O’Malley had already pointed out the diversion of these funds in his budget roll-out on Friday. He noted that $251 million in projects with “capital eligible costs” would be paid for with debt, and the money moved to the general fund.

CORRECTION: The governor’s budget also recognizes savings in fiscal 2012 from pension changes that he is recommending, but still require legislative approval. Analyst Michael Rubenstein said those change could save next year’s pension contribution could be underfunded by $180 million to $220 million.

CLARIFICATION: The governor’s plan calls for capturing $120 million of those saving to help balance the budget, according to Rubenstein.

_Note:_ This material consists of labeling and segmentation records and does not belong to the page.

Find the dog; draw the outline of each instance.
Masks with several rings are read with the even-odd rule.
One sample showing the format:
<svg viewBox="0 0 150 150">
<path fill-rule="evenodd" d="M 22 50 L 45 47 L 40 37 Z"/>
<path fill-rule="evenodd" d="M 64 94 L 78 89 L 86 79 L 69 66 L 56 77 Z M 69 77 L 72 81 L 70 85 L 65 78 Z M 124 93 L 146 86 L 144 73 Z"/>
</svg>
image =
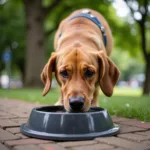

This will underfund the contribution rates certified by the Board of Trustees by $120 million, but the governor says the reduction in liabilities by his pension changes will leave the plan in the same funded status at the end of fiscal 2012 as it would be if no changes to benefits or funding were made.

The analysts also said there was “potential underfunding” of $245 million in five different programs: Medicaid ($100-$125 million); Mental Hygiene Administration ($37 million); temporary assistance for needy families after Congress rescinded some funding ($34 million); loss of funding for some foster care costs ($10 million); low income energy assistance ($25 million.)